Every week, Alex Guarnaschelli, host of Alex’s Day Off, shares with readers what she’s eating — whether it’s from the farmers’ market or fresh off the boat, she’ll have you craving everything from comfort food to seasonal produce.
You know how a recipe can be sentimental because you remember the first time you made it or the first time you ate the result? This recipe was one of the very first things I ever made in a professional kitchen, but before I was making it, I was eating the results hot every day out of the oven.
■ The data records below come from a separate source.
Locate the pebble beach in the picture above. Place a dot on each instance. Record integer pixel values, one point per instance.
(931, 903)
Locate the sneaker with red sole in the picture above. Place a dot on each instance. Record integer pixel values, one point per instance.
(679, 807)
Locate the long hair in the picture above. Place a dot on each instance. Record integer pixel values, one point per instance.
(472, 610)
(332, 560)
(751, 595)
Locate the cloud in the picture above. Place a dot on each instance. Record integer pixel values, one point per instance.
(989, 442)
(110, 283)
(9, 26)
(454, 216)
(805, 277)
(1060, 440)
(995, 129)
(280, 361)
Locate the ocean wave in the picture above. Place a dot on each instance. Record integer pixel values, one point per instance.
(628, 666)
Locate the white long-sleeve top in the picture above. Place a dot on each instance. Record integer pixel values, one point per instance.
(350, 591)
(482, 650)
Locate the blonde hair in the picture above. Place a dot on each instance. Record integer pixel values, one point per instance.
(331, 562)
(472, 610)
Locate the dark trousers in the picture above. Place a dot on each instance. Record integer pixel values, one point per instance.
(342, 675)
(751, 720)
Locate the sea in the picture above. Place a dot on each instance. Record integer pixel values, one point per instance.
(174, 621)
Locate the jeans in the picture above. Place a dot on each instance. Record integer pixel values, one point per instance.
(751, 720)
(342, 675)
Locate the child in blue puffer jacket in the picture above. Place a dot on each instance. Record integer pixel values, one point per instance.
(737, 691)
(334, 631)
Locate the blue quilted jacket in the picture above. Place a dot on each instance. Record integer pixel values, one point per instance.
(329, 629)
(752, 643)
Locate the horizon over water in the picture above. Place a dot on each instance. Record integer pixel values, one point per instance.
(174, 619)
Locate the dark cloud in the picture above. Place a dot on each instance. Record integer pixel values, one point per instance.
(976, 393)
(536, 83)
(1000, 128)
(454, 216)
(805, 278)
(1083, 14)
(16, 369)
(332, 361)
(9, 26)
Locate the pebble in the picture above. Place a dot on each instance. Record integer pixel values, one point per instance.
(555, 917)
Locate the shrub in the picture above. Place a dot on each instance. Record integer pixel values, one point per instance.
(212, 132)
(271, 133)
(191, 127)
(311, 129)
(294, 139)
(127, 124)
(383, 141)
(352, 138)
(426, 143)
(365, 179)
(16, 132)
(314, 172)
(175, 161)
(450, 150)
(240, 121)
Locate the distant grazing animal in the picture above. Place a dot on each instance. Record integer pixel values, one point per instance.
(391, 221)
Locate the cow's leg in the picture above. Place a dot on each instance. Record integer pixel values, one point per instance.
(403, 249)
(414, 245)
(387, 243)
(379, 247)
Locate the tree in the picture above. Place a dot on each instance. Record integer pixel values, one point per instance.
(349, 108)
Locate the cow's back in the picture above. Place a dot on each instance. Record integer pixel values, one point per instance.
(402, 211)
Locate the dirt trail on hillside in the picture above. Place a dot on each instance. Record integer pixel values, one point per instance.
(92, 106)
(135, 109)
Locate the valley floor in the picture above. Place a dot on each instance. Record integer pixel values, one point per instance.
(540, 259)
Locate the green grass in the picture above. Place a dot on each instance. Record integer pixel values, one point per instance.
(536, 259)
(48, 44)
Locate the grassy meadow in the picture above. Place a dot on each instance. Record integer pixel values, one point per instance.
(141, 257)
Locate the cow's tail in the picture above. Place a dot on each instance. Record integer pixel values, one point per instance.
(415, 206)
While working at Larry Forgione’s An American Place, the biscuits would come out of the convection oven in the back of the kitchen just a few minutes before dinner service.
What is it about the smell of baked goods that turns us into homing pigeons? It was like I could sense they were ready all the way over in the pantry area where I was preparing salads. I would sneak to the back and standing in front of the warmth of the oven, break the biscuit in half and drop a little pat of butter inside.
Recipes are always telling us to allow the biscuits to “rest before baking” and to allow them to “cool before eating.” I’m not very good at following those parts of the recipe. Now, I make them for my daughter, who mischievously swipes one just as they emerge from the oven. She also loves when I use them to make her little sandwiches with ham and slices of tomato or with roasted white mushrooms and garlic.
Cheese Biscuits (recipe based on and inspired by Larry Forgione’s recipe)
Makes about 24 biscuits
3 cups unbleached, all-purpose flour plus some additional for rolling
1 tablespoon plus 1 1/2 teaspoons baking powder
2 teaspoons granulated sugar
2 1/4 teaspoons salt
2 1/2 cups heavy cream
½ cup grated, sharp cheddar cheese
½ cup grated Parmesan cheese
Preheat oven to 350 degrees F.
In a large bowl, sift together the flour, baking powder, sugar and salt.
Add the cream and cheese to the dry ingredients. Use your hands to mix the dough, taking care that all ingredients are well blended. Turn the biscuit mixture onto a lightly floured flat surface, and with floured hands, pat the biscuit mix down until it is about 1 inch thick. Note: If the outside edges start to show cracks, cup the outer edge with your hands and push the dough toward its own center. Pat the edges so the dough is a 1-inch square. Lightly flour a knife (to avoid sticking as you cut) and slice the biscuits into 1 1/2 inch by 1 1/2-inch squares. This way, you won’t make scraps and all will be used. “Reflour” the knife each time you make a cut.
Arrange the biscuits (with some distance between each) on a nonstick baking sheet or one layered with a sheet of parchment.
Bake for 15-18 minutes, or until they start to brown lightly. Remember the biscuits will continue to cook even after they are removed from the oven.
Note: These freeze really well. Freeze raw and bake as you need them. Don’t leave unbaked biscuits in the fridge for more than a few hours.